Le celebrazioni e i riti liturgici della Chiesa dovrebbero essere sempre il punto più alto, il culmine, del rapporto tra la comunità dei credenti e Dio. È lì, allo stesso tempo, che sgorga il senso di tutto ciò che i cristiani fanno e vivono nel mondo, è in quello spazio privilegiato fatto di gesti e parole che la testimonianza del Vangelo fonda la propria credibilità. Ce lo ricordano le voci profetiche sorte in seno al popolo di Israele nel periodo successivo alla ricostruzione del tempio a Gerusalemme, avvenuta nel 520 a.C. dopo il ritorno dall’esilio babilonese.
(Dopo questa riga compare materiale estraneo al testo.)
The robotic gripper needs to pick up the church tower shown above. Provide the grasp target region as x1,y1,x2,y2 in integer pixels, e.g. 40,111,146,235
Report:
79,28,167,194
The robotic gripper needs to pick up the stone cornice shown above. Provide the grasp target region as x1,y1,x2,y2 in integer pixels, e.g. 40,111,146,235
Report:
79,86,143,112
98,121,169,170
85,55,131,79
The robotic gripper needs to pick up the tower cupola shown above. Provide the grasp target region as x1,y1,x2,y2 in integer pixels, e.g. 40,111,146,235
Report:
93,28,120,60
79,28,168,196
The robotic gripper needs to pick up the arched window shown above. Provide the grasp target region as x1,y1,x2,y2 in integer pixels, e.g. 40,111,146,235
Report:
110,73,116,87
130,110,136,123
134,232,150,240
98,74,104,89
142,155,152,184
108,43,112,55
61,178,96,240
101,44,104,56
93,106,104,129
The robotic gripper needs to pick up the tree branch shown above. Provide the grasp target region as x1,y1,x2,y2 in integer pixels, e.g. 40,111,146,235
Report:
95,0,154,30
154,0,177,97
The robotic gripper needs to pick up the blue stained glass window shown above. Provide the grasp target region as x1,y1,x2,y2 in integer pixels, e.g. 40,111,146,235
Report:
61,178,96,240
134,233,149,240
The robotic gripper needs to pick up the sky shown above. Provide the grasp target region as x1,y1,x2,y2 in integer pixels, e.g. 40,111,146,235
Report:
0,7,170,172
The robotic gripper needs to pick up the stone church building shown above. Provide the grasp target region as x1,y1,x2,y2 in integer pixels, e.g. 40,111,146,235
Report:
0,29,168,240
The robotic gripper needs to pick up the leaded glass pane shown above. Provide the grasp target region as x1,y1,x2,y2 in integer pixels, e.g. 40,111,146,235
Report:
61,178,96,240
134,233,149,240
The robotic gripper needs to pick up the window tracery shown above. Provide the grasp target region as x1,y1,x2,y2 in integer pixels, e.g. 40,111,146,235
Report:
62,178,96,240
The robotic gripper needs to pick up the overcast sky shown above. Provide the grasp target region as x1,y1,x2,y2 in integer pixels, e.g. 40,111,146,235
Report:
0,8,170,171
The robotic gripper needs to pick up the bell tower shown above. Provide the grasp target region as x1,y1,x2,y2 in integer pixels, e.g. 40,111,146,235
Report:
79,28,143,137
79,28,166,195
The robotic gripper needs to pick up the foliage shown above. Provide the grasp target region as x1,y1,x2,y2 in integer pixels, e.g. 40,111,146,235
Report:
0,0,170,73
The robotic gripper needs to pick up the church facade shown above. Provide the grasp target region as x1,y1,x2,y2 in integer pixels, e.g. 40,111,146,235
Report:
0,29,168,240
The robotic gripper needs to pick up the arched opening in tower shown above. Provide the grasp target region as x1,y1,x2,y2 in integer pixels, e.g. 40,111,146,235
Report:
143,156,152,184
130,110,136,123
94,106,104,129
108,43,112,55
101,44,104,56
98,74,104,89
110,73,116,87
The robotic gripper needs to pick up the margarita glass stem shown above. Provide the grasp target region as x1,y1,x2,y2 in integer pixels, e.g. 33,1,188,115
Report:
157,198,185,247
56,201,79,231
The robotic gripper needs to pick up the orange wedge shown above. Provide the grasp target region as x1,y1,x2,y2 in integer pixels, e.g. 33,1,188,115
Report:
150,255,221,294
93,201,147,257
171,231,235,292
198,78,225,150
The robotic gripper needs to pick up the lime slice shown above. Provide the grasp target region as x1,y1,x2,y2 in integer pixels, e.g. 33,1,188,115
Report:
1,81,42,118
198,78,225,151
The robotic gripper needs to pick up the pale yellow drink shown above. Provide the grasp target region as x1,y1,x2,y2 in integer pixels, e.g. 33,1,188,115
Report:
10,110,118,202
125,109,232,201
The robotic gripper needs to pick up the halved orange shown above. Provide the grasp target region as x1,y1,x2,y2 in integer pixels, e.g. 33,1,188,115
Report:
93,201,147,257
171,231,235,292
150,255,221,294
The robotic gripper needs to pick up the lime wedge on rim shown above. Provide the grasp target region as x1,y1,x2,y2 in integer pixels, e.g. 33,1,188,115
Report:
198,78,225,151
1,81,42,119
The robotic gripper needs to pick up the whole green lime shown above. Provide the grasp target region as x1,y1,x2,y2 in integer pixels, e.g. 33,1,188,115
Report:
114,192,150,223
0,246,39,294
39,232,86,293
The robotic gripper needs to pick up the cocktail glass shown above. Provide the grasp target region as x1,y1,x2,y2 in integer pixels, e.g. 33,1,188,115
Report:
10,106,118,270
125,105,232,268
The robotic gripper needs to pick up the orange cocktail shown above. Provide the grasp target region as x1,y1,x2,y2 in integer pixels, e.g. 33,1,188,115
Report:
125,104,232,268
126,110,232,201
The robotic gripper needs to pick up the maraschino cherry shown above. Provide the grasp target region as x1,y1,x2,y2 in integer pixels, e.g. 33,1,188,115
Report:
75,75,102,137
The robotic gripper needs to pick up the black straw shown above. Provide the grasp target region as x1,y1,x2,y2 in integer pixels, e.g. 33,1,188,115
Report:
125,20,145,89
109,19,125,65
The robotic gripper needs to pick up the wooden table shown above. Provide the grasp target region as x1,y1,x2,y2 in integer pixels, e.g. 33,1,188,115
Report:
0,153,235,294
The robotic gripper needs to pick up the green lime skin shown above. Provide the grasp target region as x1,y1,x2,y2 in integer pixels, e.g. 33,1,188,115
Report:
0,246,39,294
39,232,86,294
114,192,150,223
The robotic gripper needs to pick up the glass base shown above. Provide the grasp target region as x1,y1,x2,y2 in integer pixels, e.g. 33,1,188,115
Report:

Di fronte alla difficoltà di ritrovare il cuore della propria fede, i profeti indicarono la direzione da prendere per costruire il futuro: tra questi ci fu san Malachia, il cui libro chiude la serie dei profeti minori dell’Antico Testamento. Malachia sapeva che il futuro di Israele stava nella ricostruzione “interiore”, fatta non solo di edifici di culto rinnovati ma anche di rapporti sociali fecondi – da qui la difesa di istituzioni come il matrimonio – e di riti pieni di vita, celebrazioni di una fede e di una giustizia testimoniate davanti al mondo intero con coerenza e trasparenza.
Altri santi. San Graziano di Tours, vescovo (III sec.); san Wunibald di Heidenheim, abate (701-761).
Letture. Romano. Is 7,10-14; Sal 23; Rm 1,1-7; Mt 1,18-24.
Ambrosiano. Domenica dell’Incarnazione o della Divina maternità della Beata sempre Vergine Maria. Is 62,10-63,3b; Sal 71 (72); Fil 4,4-9; Lc 1,26-38a.
Bizantino. Eb 11,9-10.32-40; Mt 9,42-10,1.